Similarly to how children must learn to walk before they can run, they also need to get the hang of pre-writing before they can work towards building their own handwriting skills. The age of the iPad and smart technology has meant that children are becoming more accustomed to tapping on screens rather than gripping pencils and pens, meaning that it may be vital to present more opportunities for children to hone their skills.
Pre-writing skills are vital in a child’s early years development. It involves practising drawing different shapes and steadily developing fine motor skills. This helps children to slowly improve their literacy from the foundations of learning how to make marks on paper. When developing their pre-writing skills, children will first learn to scribble on paper before discovering how to make specific patterns and shapes. Typically from around 2 years old, children can begin to draw recognisable lines and shapes.

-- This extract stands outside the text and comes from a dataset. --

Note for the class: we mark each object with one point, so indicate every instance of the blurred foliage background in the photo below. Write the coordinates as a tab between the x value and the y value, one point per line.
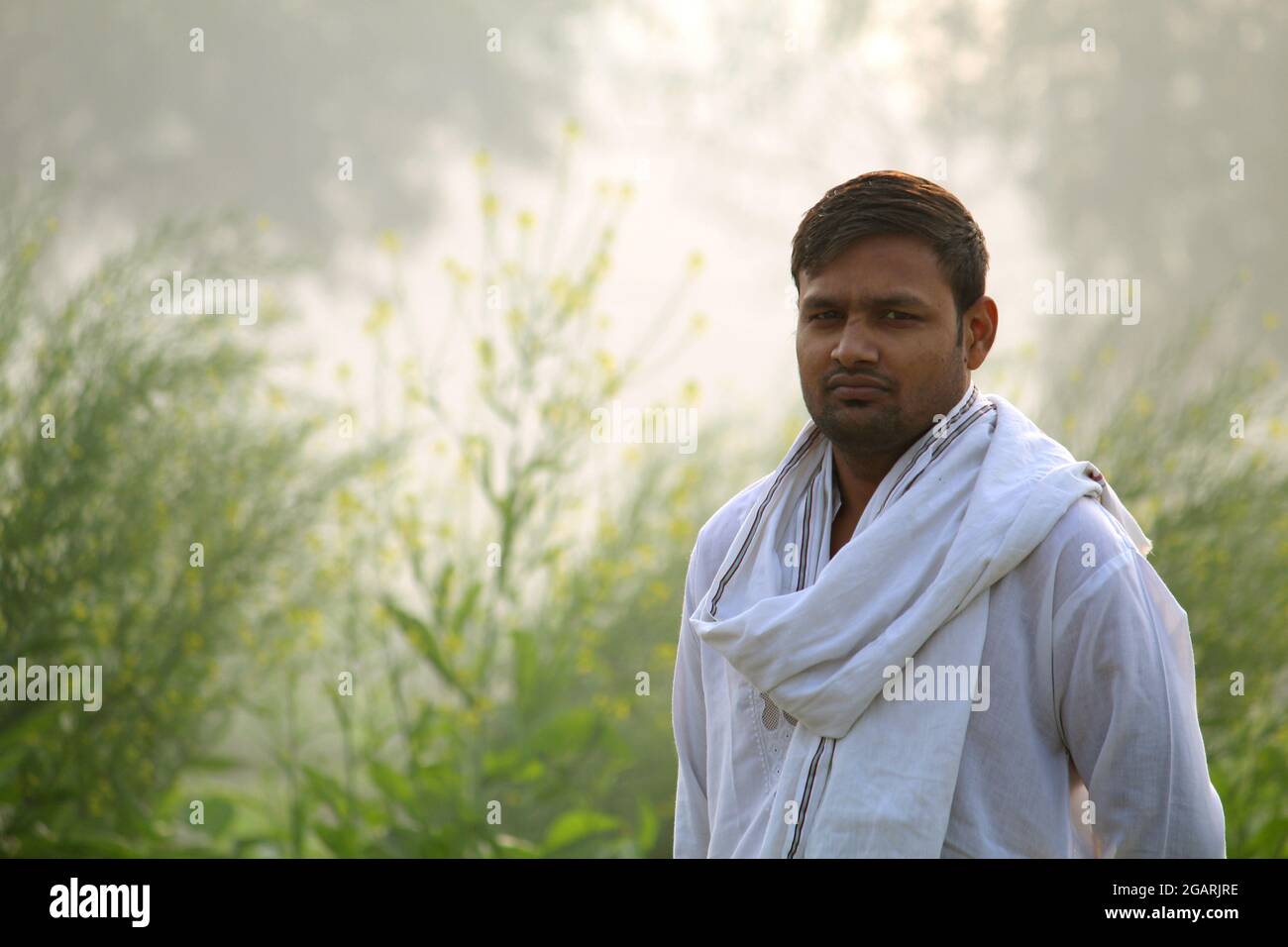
428	599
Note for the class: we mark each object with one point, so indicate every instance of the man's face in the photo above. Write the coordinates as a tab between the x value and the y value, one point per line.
879	313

Although the act of scribbling and drawing shapes may seem like a straightforward part of a child’s early development, the ability to draw squares, circles and lines demonstrate that children possess a sufficient level of pencil control, good muscle strength in their fingers and hands, stronger visual-motor integration skills, a healthy attention span, cognitive awareness and enough coordination skills to hold a piece of paper still with one hand while drawing with another.
At Little Hands we promote lots of early writing opportunities, as we value children being able to express themselves through writing and drawing and understand the importance of preparing for early writing skills before children start school. Some ways in which we do this are through ‘write dance’ sessions and activities such as dough disco.
Write Dance is a form of creative play in which children can use music, songs and suggested movements to improve their gross motor skills and coordination which in turn will support them to write the shapes they will need to form letters. We use lots of messy play activities based around stories or songs which helps the children make big and small movements in a range of ways. Dough Disco is where a group of children come together for an exciting engaging play dough session where we listen to music whilst children develop fine motor muscles by manipulating the dough in a variety of ways, which in turn helps to improve their mark making and writing.
We also try to improve the writing readiness of children by implementing activities that encourage hand dominance. This can be aided by poking or pointing games and activities that involve building hand and finger strength like using play dough, scrunching paper and using tweezers. Upper limb strength exercises such as climbing ladders and wheelbarrow walking can also be highly useful in helping children to generate enough strength and control to comfortably hold pens and pencils to practice pre-writing. Hand-eye coordination is another key skill that you can help children to develop. Throwing and catching soft objects can be a fun way to help improve the accuracy of a child’s coordination as well as reaching to pick up items.